Mookie Betts, who has a 12-year contract worth $365 million, sparked the Dodgers’ offense early and was second in the order behind Ohtani.

Betts hit a home run in the first inning, and Ohtani hit an RBI single in the second inning. They were on base five times in the game with a homer, two singles and two walks.

Betts has now hit first-inning home runs in consecutive games. It could have been three in a row if San Diego outfielder Jurickson Profar hadn’t reached into the left field spots for that potential home run on Sunday at Dodger Stadium.

“If that dropped, we might talk differently (about the series) now,” Betts said.

Even though it was an out, it appears to have freed Betts from a lengthy postseason slump.

Much has been written about Betts’ recent postseason hits, or lack thereof. He went 2-for-26 the past two postseasons, and 0-for-11 last year. As he started this series 0-for-6, the plot thickened.

He then homered in Game 3 for a 4-for-9 run.

Betts said he has spent most of his waking hours in the batting cage trying to put things right.

“Hit.
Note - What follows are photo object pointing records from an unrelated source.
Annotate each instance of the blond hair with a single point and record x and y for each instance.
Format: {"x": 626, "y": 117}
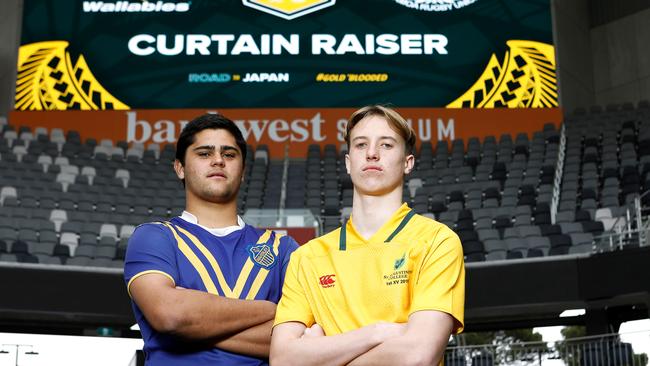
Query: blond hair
{"x": 396, "y": 122}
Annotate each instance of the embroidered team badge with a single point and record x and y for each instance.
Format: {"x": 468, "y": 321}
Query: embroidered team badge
{"x": 262, "y": 255}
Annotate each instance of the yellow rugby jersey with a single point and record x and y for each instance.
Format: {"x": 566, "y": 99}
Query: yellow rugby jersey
{"x": 343, "y": 282}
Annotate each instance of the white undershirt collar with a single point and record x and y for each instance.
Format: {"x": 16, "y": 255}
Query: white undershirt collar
{"x": 218, "y": 231}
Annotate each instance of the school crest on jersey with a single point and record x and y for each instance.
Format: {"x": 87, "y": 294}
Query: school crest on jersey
{"x": 262, "y": 255}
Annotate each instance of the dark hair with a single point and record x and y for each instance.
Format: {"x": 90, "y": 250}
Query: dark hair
{"x": 208, "y": 121}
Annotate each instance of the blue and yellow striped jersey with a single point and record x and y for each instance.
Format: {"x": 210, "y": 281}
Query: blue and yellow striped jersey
{"x": 245, "y": 264}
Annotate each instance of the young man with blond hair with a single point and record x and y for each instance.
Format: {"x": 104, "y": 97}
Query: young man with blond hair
{"x": 388, "y": 287}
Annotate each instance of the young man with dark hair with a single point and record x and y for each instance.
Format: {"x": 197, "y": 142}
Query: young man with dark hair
{"x": 388, "y": 287}
{"x": 204, "y": 286}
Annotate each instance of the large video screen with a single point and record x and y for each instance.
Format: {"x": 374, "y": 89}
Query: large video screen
{"x": 94, "y": 55}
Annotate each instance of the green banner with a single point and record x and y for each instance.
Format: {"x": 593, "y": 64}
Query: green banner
{"x": 285, "y": 54}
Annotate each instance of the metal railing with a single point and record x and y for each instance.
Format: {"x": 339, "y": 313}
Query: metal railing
{"x": 631, "y": 229}
{"x": 602, "y": 350}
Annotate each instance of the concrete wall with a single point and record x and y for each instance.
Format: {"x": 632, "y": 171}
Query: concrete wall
{"x": 10, "y": 23}
{"x": 621, "y": 58}
{"x": 573, "y": 53}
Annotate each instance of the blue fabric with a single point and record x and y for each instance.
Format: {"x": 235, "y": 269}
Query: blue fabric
{"x": 154, "y": 247}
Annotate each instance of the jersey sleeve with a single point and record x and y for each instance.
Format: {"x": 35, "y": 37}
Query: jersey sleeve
{"x": 150, "y": 250}
{"x": 290, "y": 246}
{"x": 440, "y": 281}
{"x": 293, "y": 306}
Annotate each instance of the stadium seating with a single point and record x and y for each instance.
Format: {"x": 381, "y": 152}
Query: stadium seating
{"x": 64, "y": 201}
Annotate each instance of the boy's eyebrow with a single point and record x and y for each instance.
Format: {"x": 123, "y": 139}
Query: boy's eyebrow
{"x": 228, "y": 148}
{"x": 205, "y": 147}
{"x": 380, "y": 137}
{"x": 213, "y": 148}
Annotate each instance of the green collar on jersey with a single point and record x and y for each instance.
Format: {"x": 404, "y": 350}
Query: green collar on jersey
{"x": 405, "y": 220}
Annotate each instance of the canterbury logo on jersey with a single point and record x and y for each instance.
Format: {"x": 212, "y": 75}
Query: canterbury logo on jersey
{"x": 327, "y": 280}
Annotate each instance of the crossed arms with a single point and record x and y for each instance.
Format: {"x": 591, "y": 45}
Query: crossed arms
{"x": 240, "y": 326}
{"x": 421, "y": 341}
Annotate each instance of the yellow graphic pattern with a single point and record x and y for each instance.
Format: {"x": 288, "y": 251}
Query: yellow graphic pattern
{"x": 525, "y": 79}
{"x": 48, "y": 80}
{"x": 289, "y": 6}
Kept hitting. That’s all I did. That’s what I know. I work,” he said. “I had to turn off all social media because it was all negative. And I worked hard and in the end I looked one fall and I think we are doing well now.”

With Freeman struggling, starting pitching on life support and no Game 7 in the Division Series, the timing couldn’t have been better. “We have a Game 5,” Betts said. “That’s all I really focus on.”